Compute p-values for 2 variants vs control
Company: Gusto
Role: Data Scientist
Category: Analytics & Experimentation
Difficulty: easy
Interview Round: Technical Screen
## A/B/n test: compute p-values and make a ship decision
You ran an online A/B/n experiment with **1 control** and **2 treatment variants** (A/B/C).
You are given a table of aggregated results with one row per group:
**Table: `ab_results`**
- `group` (STRING): one of `control`, `variant_1`, `variant_2`
- `users` (INT): number of unique users exposed to the group
- `conversions` (INT): number of users who converted (binary outcome)
Assume:
- Users are independently assigned and each user appears in exactly one group.

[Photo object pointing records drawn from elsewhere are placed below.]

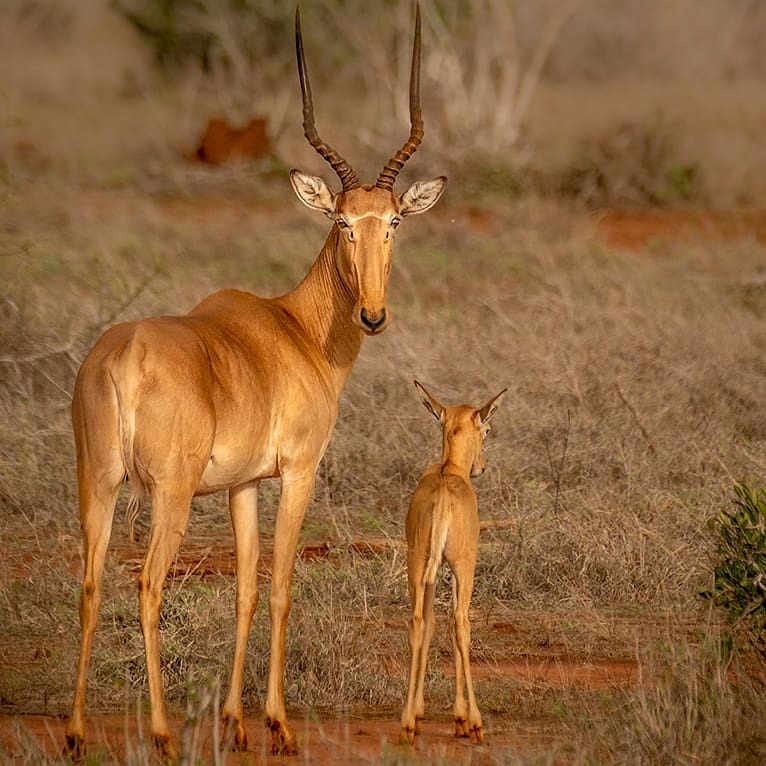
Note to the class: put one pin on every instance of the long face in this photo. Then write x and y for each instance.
(464, 434)
(366, 219)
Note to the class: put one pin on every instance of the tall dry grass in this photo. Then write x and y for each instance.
(633, 403)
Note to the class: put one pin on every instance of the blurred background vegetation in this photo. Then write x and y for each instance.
(635, 102)
(635, 374)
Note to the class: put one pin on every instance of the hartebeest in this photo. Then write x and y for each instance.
(240, 389)
(443, 523)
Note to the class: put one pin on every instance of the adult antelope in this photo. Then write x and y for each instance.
(443, 522)
(240, 389)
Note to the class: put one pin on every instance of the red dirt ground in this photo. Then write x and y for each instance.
(348, 739)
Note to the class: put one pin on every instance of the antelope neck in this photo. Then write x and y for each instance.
(323, 305)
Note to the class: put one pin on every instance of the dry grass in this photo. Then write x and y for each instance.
(633, 408)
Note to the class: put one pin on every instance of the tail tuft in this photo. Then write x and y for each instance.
(439, 527)
(135, 505)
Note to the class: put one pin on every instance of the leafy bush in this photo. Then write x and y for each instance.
(739, 586)
(634, 164)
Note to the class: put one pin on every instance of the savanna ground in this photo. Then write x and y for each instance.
(606, 262)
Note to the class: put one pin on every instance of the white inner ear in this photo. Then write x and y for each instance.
(421, 196)
(312, 191)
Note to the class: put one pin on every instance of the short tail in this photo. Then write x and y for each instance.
(126, 407)
(440, 519)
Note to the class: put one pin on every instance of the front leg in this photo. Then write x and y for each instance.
(296, 492)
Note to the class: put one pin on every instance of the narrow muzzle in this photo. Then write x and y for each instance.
(373, 320)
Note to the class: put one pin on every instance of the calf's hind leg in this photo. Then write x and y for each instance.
(467, 717)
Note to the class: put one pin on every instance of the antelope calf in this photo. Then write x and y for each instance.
(443, 523)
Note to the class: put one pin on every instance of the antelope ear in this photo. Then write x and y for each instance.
(430, 402)
(421, 196)
(312, 191)
(488, 410)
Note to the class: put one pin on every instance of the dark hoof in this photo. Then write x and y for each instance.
(75, 748)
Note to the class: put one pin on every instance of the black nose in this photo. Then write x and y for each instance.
(373, 321)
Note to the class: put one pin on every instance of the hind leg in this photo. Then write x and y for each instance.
(467, 717)
(97, 501)
(243, 505)
(170, 513)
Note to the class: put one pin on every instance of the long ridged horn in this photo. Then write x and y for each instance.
(348, 177)
(396, 163)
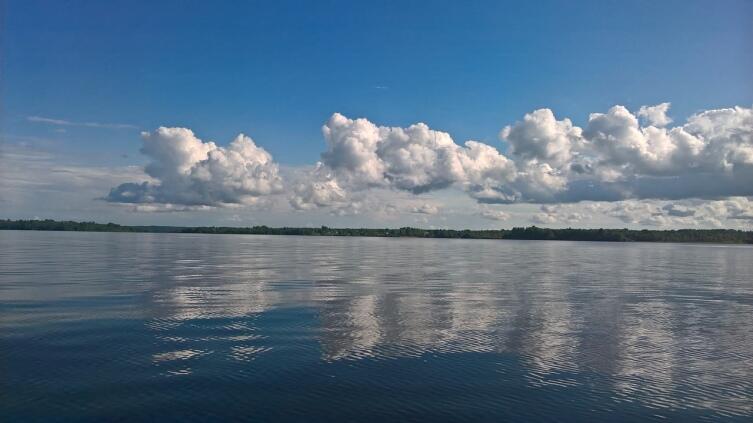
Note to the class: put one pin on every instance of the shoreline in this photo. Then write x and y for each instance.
(715, 236)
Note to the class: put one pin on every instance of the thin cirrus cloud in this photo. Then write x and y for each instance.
(617, 155)
(62, 122)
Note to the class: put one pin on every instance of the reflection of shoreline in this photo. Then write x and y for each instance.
(666, 325)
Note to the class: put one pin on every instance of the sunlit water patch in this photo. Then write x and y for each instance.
(102, 326)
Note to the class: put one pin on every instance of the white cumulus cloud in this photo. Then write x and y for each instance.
(189, 171)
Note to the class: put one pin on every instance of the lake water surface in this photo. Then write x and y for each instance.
(104, 326)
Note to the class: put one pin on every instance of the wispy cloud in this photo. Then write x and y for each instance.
(62, 122)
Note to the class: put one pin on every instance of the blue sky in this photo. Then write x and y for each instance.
(278, 70)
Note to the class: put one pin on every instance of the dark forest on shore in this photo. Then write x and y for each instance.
(727, 236)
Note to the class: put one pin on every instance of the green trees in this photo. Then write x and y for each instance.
(529, 233)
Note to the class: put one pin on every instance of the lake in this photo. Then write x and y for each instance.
(107, 326)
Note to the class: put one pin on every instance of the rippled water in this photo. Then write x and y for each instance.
(145, 326)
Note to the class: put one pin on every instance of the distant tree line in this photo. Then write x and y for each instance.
(729, 236)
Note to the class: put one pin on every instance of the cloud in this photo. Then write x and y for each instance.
(568, 214)
(190, 172)
(61, 122)
(551, 160)
(686, 213)
(425, 208)
(655, 115)
(416, 159)
(491, 214)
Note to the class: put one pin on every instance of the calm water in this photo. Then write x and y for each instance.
(145, 326)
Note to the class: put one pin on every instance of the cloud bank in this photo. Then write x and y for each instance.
(620, 157)
(188, 171)
(614, 157)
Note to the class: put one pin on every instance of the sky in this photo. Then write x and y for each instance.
(379, 114)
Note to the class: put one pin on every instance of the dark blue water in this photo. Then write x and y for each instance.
(207, 327)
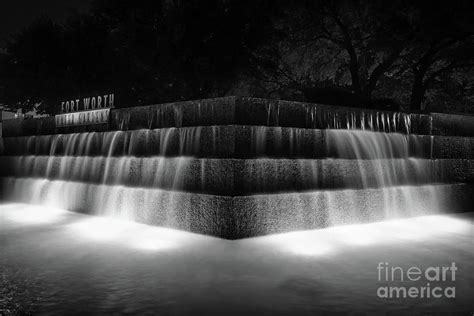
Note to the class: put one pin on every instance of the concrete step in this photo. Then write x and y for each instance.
(236, 111)
(243, 216)
(240, 176)
(244, 142)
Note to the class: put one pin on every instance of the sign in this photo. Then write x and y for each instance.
(85, 111)
(83, 118)
(88, 103)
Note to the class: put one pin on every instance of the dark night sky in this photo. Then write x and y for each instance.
(17, 14)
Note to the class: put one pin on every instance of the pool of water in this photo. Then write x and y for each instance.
(55, 262)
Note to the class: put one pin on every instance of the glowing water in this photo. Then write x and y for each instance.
(145, 175)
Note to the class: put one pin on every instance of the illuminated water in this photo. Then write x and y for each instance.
(145, 174)
(60, 262)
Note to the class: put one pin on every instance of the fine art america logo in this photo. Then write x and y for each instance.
(436, 281)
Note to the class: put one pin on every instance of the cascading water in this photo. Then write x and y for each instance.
(237, 180)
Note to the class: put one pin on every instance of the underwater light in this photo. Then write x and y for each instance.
(130, 234)
(32, 214)
(340, 238)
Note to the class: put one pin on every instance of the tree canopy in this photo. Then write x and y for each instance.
(399, 54)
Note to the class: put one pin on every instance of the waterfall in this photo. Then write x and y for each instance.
(237, 180)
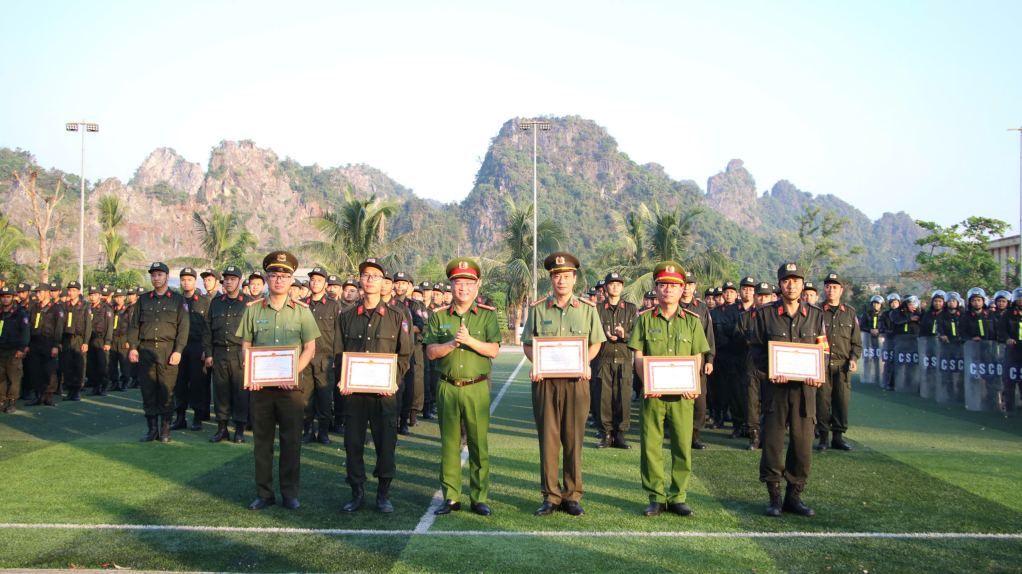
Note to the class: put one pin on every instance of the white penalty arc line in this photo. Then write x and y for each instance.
(427, 519)
(552, 533)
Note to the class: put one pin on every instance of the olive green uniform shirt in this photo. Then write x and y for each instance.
(463, 363)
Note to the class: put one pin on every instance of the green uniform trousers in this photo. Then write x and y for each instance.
(560, 407)
(11, 369)
(677, 412)
(230, 397)
(380, 413)
(158, 378)
(470, 404)
(273, 407)
(832, 400)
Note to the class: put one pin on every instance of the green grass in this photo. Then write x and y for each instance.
(917, 467)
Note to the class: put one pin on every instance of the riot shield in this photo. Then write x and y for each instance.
(929, 367)
(951, 373)
(982, 376)
(872, 363)
(907, 364)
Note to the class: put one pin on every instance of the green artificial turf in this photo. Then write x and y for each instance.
(917, 467)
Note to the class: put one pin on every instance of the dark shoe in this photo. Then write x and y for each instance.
(165, 429)
(793, 500)
(180, 422)
(358, 499)
(654, 509)
(619, 441)
(383, 505)
(222, 432)
(696, 445)
(151, 433)
(447, 508)
(261, 504)
(680, 509)
(775, 506)
(546, 509)
(572, 508)
(753, 439)
(838, 443)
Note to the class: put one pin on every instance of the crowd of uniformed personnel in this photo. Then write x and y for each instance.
(185, 350)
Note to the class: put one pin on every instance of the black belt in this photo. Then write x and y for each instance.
(465, 382)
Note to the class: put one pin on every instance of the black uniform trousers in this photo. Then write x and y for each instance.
(96, 368)
(230, 397)
(615, 403)
(318, 379)
(43, 367)
(380, 413)
(832, 400)
(158, 378)
(191, 389)
(273, 407)
(11, 369)
(787, 405)
(74, 363)
(120, 367)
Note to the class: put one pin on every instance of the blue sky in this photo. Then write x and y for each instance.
(889, 105)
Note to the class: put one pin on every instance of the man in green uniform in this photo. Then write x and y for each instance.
(45, 331)
(75, 344)
(845, 347)
(560, 404)
(282, 322)
(156, 336)
(120, 372)
(614, 364)
(463, 338)
(222, 349)
(787, 404)
(319, 377)
(666, 330)
(373, 326)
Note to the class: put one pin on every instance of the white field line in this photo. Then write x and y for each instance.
(427, 519)
(564, 533)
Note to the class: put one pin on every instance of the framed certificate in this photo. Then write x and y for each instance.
(795, 361)
(560, 357)
(369, 372)
(271, 367)
(671, 375)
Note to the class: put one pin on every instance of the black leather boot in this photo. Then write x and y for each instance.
(793, 500)
(358, 499)
(775, 507)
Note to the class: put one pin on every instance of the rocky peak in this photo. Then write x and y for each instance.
(733, 193)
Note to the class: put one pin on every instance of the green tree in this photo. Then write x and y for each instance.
(957, 258)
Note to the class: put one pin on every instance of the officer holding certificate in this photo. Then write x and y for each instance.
(560, 404)
(667, 330)
(463, 338)
(790, 404)
(278, 321)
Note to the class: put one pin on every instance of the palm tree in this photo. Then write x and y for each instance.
(356, 232)
(224, 238)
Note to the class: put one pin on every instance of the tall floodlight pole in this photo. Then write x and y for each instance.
(74, 127)
(525, 126)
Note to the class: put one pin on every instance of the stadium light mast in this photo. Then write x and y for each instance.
(74, 127)
(535, 126)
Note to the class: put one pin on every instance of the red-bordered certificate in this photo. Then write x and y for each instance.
(560, 357)
(797, 362)
(671, 375)
(369, 372)
(271, 367)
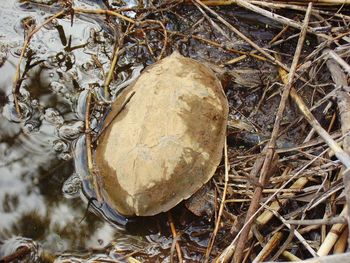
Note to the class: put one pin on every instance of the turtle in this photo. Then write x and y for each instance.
(163, 137)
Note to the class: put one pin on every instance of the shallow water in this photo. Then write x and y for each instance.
(37, 153)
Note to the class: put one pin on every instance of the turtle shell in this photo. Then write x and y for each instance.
(163, 138)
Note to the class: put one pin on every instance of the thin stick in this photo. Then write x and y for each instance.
(273, 242)
(221, 209)
(270, 149)
(111, 71)
(332, 236)
(103, 12)
(237, 32)
(340, 61)
(325, 221)
(89, 149)
(175, 237)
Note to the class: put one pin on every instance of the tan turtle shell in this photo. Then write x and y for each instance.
(165, 137)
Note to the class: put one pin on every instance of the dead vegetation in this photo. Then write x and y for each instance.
(285, 195)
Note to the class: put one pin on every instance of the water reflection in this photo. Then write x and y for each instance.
(33, 153)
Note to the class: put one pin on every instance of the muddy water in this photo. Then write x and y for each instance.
(41, 151)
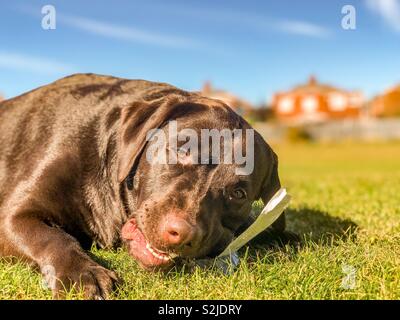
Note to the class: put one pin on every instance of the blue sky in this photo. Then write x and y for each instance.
(252, 48)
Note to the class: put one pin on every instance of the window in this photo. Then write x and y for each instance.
(337, 102)
(286, 105)
(309, 104)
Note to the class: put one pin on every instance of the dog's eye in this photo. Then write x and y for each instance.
(238, 194)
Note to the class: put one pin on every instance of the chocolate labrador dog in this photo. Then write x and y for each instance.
(73, 171)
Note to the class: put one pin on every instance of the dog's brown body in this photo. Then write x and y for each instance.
(68, 154)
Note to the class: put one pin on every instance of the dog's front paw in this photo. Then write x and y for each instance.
(89, 278)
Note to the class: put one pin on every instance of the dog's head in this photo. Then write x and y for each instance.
(186, 199)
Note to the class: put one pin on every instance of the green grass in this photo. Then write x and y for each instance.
(346, 206)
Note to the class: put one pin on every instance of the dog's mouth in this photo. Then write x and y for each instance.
(141, 249)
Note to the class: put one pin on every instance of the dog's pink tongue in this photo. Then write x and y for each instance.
(138, 247)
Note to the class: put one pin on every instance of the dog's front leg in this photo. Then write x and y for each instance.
(59, 256)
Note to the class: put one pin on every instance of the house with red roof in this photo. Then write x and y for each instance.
(317, 102)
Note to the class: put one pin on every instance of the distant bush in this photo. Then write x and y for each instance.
(298, 134)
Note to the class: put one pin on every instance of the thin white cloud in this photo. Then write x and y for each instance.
(130, 34)
(389, 10)
(251, 21)
(22, 62)
(303, 28)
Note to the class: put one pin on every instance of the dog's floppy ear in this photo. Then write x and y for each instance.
(271, 183)
(136, 121)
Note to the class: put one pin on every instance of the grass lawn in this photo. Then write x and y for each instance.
(346, 206)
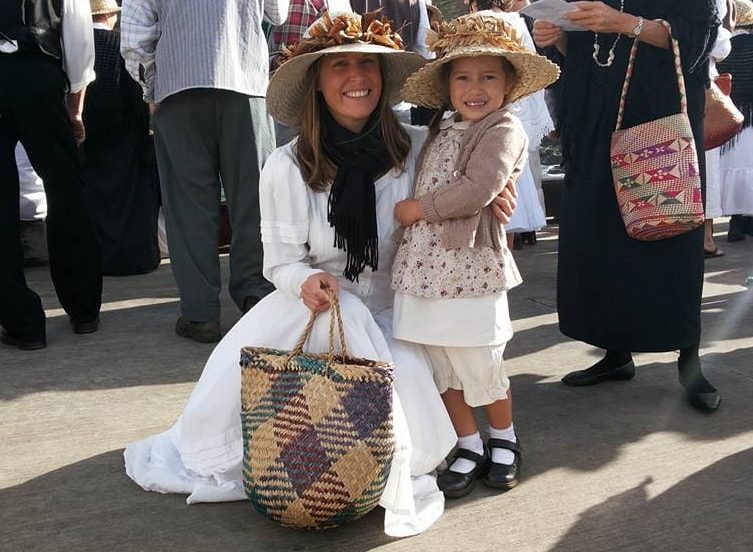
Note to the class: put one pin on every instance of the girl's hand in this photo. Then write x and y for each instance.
(600, 18)
(313, 291)
(408, 212)
(547, 34)
(503, 206)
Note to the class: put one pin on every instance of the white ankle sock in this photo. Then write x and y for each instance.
(503, 456)
(469, 442)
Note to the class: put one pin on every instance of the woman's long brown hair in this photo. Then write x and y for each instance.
(317, 168)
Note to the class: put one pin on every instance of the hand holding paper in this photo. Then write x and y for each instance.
(552, 11)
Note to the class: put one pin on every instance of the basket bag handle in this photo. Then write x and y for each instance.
(629, 75)
(335, 319)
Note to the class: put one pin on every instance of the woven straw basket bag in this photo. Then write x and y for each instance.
(317, 431)
(655, 168)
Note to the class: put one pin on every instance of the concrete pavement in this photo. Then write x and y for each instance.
(622, 466)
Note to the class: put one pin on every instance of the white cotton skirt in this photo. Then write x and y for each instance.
(202, 454)
(737, 175)
(529, 214)
(713, 184)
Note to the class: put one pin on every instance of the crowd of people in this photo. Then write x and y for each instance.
(330, 190)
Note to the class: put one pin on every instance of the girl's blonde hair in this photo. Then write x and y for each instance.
(317, 168)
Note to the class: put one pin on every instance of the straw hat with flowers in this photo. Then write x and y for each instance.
(102, 7)
(345, 32)
(743, 13)
(472, 36)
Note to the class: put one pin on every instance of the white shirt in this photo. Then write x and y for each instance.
(298, 240)
(723, 45)
(175, 45)
(77, 38)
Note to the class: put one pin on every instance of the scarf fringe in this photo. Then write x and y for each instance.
(361, 250)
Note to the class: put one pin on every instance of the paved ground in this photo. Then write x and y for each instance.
(625, 466)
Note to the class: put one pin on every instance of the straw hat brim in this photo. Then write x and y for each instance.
(287, 88)
(428, 88)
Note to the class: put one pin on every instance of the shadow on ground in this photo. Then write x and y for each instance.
(686, 517)
(92, 505)
(582, 429)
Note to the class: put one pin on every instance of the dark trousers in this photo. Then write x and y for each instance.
(32, 111)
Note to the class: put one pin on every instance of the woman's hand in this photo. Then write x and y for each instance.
(600, 18)
(503, 206)
(408, 212)
(313, 291)
(547, 34)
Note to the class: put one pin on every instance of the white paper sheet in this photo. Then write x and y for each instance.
(552, 11)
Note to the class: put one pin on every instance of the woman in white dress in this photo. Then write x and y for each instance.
(713, 210)
(534, 114)
(337, 182)
(736, 163)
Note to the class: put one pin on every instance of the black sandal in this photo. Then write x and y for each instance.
(455, 484)
(503, 476)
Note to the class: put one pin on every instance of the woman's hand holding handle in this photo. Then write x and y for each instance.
(313, 291)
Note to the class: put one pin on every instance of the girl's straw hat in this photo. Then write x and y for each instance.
(101, 7)
(342, 33)
(471, 36)
(743, 13)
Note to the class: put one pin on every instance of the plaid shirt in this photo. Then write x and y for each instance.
(301, 14)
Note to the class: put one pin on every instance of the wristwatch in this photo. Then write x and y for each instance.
(638, 29)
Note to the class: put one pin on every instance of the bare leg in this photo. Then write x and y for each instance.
(460, 413)
(499, 413)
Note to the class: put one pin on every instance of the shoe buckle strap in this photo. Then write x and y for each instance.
(505, 444)
(469, 455)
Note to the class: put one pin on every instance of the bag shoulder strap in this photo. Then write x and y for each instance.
(629, 74)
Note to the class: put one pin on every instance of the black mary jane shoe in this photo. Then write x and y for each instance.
(503, 476)
(590, 376)
(455, 484)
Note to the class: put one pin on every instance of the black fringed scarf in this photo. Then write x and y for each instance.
(360, 160)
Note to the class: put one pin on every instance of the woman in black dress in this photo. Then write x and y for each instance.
(615, 292)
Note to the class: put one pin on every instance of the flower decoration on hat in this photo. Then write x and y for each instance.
(345, 28)
(474, 31)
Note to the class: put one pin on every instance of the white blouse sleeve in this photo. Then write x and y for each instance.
(77, 37)
(284, 203)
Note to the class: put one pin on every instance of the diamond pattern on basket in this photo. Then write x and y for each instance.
(317, 433)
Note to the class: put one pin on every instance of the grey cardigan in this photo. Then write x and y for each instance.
(493, 151)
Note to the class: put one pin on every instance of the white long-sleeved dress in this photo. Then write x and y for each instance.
(201, 455)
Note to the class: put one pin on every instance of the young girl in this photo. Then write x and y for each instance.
(453, 269)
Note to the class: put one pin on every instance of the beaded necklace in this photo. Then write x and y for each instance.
(597, 47)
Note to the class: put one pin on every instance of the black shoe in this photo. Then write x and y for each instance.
(503, 476)
(23, 344)
(249, 303)
(700, 393)
(203, 332)
(737, 228)
(89, 326)
(599, 373)
(455, 484)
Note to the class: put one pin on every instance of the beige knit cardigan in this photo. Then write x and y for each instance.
(494, 150)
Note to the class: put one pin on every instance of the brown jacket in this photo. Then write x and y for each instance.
(493, 151)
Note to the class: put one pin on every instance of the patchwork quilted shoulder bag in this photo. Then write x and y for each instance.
(655, 167)
(317, 431)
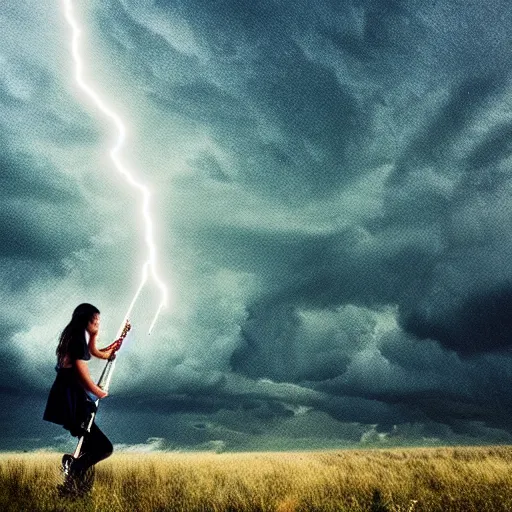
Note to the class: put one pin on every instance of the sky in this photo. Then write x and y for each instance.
(331, 196)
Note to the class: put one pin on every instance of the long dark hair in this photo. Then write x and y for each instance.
(82, 315)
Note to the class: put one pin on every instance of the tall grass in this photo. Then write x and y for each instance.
(393, 480)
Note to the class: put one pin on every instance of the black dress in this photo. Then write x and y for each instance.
(68, 404)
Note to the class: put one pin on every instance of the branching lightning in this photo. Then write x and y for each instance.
(149, 267)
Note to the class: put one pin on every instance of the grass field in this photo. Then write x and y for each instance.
(401, 480)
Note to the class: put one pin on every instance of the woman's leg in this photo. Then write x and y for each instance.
(96, 447)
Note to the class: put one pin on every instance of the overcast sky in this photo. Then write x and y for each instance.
(331, 193)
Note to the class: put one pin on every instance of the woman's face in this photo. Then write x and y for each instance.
(94, 325)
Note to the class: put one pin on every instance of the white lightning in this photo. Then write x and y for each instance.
(150, 265)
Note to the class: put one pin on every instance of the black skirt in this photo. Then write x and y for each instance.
(68, 404)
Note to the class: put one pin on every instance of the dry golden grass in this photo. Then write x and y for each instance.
(399, 480)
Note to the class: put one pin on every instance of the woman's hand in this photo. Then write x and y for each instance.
(101, 394)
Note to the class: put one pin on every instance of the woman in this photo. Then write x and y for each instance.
(72, 396)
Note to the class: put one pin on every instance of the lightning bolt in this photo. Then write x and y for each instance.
(149, 267)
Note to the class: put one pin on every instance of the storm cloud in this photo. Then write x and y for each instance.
(330, 186)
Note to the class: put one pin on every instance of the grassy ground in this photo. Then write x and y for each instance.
(398, 480)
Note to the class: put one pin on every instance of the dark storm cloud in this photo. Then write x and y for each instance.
(305, 101)
(382, 320)
(36, 210)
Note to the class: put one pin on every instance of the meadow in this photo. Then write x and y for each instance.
(394, 480)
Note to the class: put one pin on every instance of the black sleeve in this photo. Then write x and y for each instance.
(78, 349)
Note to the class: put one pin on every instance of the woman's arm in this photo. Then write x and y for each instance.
(84, 377)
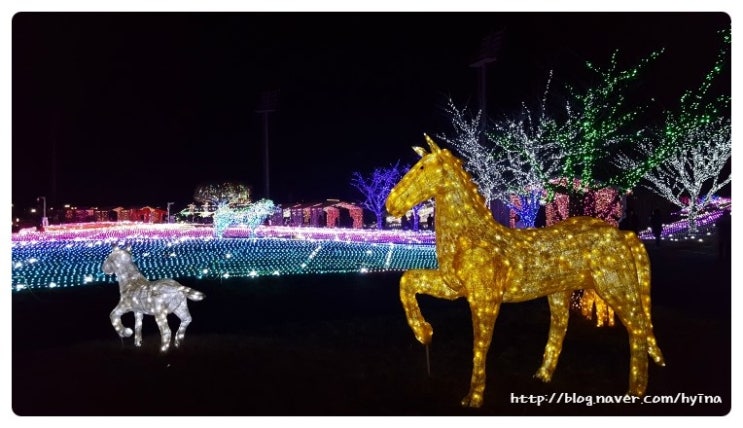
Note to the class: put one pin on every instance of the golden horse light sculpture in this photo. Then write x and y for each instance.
(489, 264)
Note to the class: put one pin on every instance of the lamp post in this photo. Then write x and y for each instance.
(269, 103)
(44, 219)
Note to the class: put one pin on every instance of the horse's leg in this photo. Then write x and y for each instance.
(116, 314)
(642, 265)
(138, 328)
(185, 317)
(559, 314)
(421, 281)
(485, 294)
(162, 323)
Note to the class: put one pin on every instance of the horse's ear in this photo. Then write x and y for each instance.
(431, 144)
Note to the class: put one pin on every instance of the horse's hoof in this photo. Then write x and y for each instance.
(472, 399)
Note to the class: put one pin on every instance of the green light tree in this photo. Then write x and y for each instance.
(597, 121)
(696, 111)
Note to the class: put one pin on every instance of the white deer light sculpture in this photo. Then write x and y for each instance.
(142, 296)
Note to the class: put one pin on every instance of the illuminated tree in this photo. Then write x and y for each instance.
(218, 194)
(479, 159)
(376, 187)
(530, 157)
(251, 216)
(696, 111)
(597, 120)
(691, 175)
(515, 162)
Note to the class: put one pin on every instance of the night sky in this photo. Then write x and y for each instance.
(139, 108)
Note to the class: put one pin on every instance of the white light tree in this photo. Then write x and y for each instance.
(518, 158)
(683, 161)
(692, 174)
(479, 159)
(376, 187)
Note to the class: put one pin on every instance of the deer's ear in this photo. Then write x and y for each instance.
(420, 150)
(431, 144)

- The metric is **conversion rate** = `conversions / users`.
- You want to test whether each variant changes conversion rate vs control.
- Use a two-sided test unless you justify a one-sided test.
### Tasks
1. Using Python, compute the **p-value** for:
- `variant_1` vs `control`
- `variant_2` vs `control`
(State what statistical test you chose and why.)
2. Provide **95% confidence intervals** for the lift (difference in conversion rates) for each variant vs control.
3. Because there are **two** comparisons vs the same control, explain how you would handle **multiple testing** (e.g., Bonferroni, Holm, FDR), and how that affects your decision.
4. Interpret the results in plain language and recommend **ship / no-ship** (and under what conditions you’d run a follow-up experiment).
Include any assumptions or caveats (e.g., sample size adequacy, novelty effects, missing data, metric definition issues).
Quick Answer: This question evaluates a candidate's competence in statistical hypothesis testing and experiment analysis, focusing on A/B/n comparison of conversion rates, p-value computation, confidence interval estimation for lift, multiple-testing considerations, and interpretation of results.